# Just a pile of boards



## MT Stringer (May 21, 2004)

It might not look like much but this pile of boards will magically turn in to two Fishy Coffee Tables and a Toy Box. 

I was short on the white pine so I went back to HD and bought a couple more. Should be a good week of assembly time and staining/finishing.

The pic with the clamps is 4 sets of 2x4's glued up to form the second set of legs for the tables. Tomorrow I will clean 'em up and plane them square.

More pics and update later.


----------



## MT Stringer (May 21, 2004)

Well, I have made some progress but it sure seems like it is taking a long time.

All of the boards have been cut to length and I routed those that needed the edges routed.
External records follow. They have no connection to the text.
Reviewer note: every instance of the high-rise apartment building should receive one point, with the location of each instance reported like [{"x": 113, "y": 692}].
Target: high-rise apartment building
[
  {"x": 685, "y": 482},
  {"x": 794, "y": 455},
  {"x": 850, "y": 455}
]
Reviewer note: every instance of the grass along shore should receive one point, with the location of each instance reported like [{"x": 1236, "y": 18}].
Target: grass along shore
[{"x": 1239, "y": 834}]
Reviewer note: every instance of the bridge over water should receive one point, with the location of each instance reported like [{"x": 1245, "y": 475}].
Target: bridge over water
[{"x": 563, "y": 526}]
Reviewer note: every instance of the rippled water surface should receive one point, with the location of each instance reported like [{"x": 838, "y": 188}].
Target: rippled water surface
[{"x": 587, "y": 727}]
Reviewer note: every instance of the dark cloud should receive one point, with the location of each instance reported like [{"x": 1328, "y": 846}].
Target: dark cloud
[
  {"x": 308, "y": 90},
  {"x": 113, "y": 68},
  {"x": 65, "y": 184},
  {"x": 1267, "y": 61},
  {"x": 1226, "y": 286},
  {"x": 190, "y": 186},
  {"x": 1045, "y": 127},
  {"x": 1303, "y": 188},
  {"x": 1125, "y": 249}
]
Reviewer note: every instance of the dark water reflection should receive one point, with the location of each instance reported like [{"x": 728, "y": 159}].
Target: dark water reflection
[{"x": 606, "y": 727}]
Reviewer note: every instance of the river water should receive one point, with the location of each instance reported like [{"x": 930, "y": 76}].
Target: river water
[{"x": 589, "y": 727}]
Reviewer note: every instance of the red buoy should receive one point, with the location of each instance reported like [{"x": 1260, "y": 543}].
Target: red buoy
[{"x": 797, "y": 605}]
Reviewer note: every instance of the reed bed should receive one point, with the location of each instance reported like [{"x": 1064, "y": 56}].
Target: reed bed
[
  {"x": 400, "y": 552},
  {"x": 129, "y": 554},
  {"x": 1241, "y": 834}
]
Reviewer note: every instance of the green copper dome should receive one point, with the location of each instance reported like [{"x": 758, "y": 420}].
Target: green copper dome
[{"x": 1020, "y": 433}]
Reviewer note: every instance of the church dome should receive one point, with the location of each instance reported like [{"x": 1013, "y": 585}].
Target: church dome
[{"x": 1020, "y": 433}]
The legs for the two coffee tables have been made using two 2x's each and glued up, ripped and planed to size and each corner has been chamfered on a 45 deg.

This first of the two coffee table frames is assembled and ready for the planks to be installed. The boards that are glued up include the three for the head of the fish and the other two are glued up for the tail.
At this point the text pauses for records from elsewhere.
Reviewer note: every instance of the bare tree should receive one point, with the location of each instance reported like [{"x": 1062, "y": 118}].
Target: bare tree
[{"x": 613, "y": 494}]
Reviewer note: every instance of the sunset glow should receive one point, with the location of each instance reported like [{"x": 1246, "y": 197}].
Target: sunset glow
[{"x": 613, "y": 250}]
The other coffee table parts are ready to assemble as soon as I have the first one finished. And then there is the toy box waiting in the background for it's turn.

Slow but steady!


----------



## MT Stringer (May 21, 2004)

Second Table is complete. The first one is identical to this one.
I have the toy box dry fit and it is ready to assemble.


----------



## Law Dog (Jul 27, 2010)

Nice looking table, congrats!


----------



## JS Fog (Sep 4, 2012)

Those piled up nicely.


----------



## MT Stringer (May 21, 2004)

Here is the toy box glued up. Later this afternoon, I added the floor. Now it is ready to plug the screw holes in the front and back, sand and stain.
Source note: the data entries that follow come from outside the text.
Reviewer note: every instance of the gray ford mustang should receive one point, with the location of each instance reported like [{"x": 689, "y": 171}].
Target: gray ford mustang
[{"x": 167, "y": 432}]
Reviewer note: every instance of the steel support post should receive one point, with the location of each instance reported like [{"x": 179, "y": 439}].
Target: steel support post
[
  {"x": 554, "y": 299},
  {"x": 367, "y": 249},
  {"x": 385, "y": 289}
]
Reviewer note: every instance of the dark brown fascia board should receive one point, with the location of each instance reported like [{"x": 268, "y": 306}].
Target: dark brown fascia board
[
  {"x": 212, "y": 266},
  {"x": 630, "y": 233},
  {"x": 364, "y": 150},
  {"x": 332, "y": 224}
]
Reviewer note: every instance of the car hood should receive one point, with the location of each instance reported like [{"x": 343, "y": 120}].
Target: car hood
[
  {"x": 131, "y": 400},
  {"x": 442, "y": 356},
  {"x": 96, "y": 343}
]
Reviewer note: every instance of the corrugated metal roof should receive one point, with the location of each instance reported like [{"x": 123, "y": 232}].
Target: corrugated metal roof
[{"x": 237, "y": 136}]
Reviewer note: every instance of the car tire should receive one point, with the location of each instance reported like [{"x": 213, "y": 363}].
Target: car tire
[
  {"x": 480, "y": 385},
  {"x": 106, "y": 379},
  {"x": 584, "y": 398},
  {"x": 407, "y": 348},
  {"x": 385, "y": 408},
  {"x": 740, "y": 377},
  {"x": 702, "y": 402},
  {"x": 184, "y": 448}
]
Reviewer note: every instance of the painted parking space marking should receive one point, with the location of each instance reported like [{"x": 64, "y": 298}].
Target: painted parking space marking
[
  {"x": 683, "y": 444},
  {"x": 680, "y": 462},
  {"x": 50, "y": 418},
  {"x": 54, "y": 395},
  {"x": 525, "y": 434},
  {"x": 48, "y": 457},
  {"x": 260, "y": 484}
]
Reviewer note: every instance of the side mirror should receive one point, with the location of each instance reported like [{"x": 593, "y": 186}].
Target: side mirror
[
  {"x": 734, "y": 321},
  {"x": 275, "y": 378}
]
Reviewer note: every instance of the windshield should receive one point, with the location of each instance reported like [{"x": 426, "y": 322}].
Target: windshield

The pile is now just a small pile of scraps.


----------



## MT Stringer (May 21, 2004)

Toy Box ready for stain...tomorrow.


----------



## SwampRat (Jul 30, 2004)

That is awesome. Can't wait to see the finished product.


----------



## bear hide (Feb 14, 2008)

Those tables are awesome


----------



## WildThings (Jan 2, 2007)

I love the way the table came out with the stain!


----------



## MT Stringer (May 21, 2004)

The toy box is finished. It was a fun build and I am pleased with the results.

The pile of boards has been replaced with another pile of cedar boards for three Texans coolers! Onward and upward. 
Mike


----------



## Hooked (Oct 15, 2004)

Very nice Mikey.......


----------